Choosing blind. Initially, the district gave parents at 17 failing schools four days to indicate whether they wanted to transfer their children, but it did not identify the receiving schools. Instead, the district planned to assign children to new schools later in the summer. “Low-income kids and families should have the same opportunities for choosing what schools their kids go to as anyone else in Albuquerque,” a critic told the Albuquerque Tribune. The district subsequently paired each of the 17 with three receiving schools. It also gave parents a choice of any school with openings, so long as they transported their children. The district would reimburse them at 35 cents a mile. These children got priority over students wanting to transfer from non-failing schools.


Pressure expands choice. Initially, the School Board restricted transfers to just two receiving schools. Following criticism from the community, it increased the number to six. Four schools were deemed to be failing in this district of 62,000 students.

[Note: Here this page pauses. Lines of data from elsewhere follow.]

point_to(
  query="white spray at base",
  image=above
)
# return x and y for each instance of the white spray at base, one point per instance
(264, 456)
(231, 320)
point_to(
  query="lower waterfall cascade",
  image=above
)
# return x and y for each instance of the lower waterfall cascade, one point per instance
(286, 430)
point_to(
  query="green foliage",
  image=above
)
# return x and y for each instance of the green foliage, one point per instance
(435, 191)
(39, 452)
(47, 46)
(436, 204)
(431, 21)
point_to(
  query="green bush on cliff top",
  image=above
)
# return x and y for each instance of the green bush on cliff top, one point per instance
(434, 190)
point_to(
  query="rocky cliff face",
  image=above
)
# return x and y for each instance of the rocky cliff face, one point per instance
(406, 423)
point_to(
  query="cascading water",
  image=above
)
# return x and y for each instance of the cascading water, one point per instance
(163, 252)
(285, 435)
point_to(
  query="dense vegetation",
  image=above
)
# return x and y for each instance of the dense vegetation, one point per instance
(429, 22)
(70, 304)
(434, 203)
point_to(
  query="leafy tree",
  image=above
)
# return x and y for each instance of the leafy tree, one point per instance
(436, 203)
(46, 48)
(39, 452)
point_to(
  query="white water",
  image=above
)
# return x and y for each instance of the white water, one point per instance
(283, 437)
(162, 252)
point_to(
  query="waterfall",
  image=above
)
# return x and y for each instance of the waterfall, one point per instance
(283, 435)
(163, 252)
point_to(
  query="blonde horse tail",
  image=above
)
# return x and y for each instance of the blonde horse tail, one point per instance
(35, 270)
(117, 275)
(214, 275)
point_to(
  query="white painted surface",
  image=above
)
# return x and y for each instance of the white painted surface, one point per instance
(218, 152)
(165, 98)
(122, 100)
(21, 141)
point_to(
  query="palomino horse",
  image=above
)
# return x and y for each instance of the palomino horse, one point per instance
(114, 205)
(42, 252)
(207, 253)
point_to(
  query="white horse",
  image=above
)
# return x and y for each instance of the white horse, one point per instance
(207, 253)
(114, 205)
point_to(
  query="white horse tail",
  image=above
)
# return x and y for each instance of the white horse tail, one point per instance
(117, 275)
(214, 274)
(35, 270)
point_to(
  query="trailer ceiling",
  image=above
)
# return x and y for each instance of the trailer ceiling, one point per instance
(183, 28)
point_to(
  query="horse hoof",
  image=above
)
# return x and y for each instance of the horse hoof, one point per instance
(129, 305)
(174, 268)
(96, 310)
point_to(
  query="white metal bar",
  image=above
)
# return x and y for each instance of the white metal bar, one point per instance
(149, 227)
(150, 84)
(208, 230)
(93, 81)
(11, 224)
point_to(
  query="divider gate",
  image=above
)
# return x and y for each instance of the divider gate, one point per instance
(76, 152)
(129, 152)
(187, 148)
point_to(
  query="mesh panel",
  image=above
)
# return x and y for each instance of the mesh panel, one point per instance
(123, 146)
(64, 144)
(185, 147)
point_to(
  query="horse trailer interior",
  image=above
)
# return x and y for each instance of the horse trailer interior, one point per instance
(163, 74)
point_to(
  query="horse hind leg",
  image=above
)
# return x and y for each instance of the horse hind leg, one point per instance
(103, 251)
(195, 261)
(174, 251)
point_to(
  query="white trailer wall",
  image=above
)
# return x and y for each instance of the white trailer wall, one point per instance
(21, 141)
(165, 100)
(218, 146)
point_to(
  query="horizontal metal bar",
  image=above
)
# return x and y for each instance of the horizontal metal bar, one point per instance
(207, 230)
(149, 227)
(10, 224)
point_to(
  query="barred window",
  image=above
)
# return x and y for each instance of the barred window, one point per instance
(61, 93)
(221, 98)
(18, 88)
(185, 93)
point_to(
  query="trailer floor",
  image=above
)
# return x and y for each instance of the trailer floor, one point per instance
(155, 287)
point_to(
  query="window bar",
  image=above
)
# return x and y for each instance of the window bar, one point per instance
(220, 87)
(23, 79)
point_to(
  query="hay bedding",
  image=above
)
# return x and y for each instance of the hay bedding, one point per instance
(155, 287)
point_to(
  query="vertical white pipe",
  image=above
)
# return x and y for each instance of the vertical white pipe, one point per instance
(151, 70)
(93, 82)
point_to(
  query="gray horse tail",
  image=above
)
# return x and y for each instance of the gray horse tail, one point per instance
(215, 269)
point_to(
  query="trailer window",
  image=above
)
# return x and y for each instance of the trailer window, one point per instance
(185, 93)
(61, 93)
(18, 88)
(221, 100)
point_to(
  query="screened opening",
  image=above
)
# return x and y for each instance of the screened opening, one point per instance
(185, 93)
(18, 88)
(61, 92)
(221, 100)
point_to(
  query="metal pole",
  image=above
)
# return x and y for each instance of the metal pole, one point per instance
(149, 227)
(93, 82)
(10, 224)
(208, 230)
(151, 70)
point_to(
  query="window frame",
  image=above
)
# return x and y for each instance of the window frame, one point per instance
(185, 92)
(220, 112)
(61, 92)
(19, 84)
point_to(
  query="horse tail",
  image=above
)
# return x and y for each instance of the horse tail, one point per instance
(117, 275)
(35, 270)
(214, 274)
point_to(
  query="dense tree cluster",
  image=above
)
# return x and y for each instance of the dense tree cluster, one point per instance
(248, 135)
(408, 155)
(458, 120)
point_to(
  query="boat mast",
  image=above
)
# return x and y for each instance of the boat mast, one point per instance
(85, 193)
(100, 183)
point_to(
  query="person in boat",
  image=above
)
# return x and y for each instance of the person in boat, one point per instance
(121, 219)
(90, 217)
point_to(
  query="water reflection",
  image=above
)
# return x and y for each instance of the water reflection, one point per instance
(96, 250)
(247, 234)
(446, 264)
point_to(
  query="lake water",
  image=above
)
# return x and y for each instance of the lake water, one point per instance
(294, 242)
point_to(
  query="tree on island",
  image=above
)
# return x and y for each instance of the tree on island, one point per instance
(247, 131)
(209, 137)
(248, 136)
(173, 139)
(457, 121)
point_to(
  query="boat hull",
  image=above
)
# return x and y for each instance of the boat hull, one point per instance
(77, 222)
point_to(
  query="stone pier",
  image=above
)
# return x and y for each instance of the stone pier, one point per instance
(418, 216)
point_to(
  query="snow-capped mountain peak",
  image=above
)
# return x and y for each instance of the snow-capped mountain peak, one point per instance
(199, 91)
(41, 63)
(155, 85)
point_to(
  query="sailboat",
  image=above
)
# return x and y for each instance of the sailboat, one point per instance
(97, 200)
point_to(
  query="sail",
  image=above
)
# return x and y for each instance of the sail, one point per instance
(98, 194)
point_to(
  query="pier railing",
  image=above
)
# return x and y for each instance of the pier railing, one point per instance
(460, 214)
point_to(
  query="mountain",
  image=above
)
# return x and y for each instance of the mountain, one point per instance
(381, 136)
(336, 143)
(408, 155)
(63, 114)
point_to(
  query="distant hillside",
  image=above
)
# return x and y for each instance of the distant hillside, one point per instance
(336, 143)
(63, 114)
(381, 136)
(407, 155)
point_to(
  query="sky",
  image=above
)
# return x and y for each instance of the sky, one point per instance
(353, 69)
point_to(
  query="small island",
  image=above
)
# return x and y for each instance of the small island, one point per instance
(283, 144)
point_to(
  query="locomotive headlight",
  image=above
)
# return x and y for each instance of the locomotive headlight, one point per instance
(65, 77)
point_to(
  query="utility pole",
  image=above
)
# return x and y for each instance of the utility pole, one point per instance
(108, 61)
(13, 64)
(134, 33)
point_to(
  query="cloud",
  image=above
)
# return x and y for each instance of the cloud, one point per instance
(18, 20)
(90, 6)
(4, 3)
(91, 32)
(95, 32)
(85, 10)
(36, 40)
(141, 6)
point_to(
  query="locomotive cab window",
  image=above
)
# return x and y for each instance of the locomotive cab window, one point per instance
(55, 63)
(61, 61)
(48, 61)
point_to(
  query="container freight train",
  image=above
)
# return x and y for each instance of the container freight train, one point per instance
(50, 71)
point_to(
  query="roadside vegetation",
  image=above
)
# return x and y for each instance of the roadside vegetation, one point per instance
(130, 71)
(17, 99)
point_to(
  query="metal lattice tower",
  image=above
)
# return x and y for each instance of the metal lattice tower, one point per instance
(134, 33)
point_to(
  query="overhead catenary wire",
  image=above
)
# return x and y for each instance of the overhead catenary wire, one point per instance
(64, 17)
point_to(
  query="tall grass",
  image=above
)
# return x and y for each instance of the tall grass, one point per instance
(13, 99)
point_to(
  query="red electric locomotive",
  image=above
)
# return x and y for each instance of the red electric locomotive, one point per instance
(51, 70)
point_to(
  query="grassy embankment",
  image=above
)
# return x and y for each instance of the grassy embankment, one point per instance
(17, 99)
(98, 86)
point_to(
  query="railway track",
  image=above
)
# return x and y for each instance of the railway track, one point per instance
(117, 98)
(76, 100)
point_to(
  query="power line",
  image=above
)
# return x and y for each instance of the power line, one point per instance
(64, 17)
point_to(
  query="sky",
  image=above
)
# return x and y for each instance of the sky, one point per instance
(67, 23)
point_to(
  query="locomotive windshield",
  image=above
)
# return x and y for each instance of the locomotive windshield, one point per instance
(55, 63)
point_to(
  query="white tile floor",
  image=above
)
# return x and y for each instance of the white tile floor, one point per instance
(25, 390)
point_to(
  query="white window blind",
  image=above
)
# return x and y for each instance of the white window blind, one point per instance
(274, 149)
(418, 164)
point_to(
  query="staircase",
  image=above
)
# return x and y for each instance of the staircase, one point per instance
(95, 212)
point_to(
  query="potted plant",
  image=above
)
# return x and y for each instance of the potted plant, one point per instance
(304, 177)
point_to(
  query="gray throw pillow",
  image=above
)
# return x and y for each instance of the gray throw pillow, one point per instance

January transfer. For Kentucky, the U.S. Department of Education used scores from two years ago to identify failing schools. The state protested and won permission to use more recent scores. However, those scores will not be released until September. As a result, the state would like to hold off on student transfers until semester break in January, but does not know whether the feds will permit that, according to a spokesperson. Kentucky was one of the first states to set long-term goals for bringing all students to proficiency.


High standards. Georgia set a relatively high standard, requiring improvement among various demographic subgroups, not just the student body as a whole. As a result, 437 of its 1,607 elementary and middle schools, or 27 percent, were found to be failing under NCLB.


Recalibrating standards. In Louisiana, the state renamed the performance levels on its required graduation test. The highest level had been “advanced,” followed by “proficient,” “basic,” “approaching basic” and “unsatisfactory.” The state had set a goal of bringing all students to basic in 10 years and to proficient in 20 years, meaning by 2019. The federal legislation requires that students be “proficient” in 12 years. To maintain its own timetable without risking the loss of federal money, Louisiana converted “proficient” to “mastery.”


No failing schools. There is wide variation among states on the number and percentage of schools deemed to be failing under NCLB. For example, Arkansas and Wyoming have none this year. Michigan has the most, 1,513. The reason is that the federal law allows states to set their own standards. To discourage states from setting low standards, NCLB requires them to administer the National Assessment of Educational Progress (NAEP) to a sample of students every two years. By comparing those scores with NCLB results, judgments can be made on the rigor of state standards. In the most recent round of testing, Arkansas scored below the national average of NAEP, and Wyoming scored above.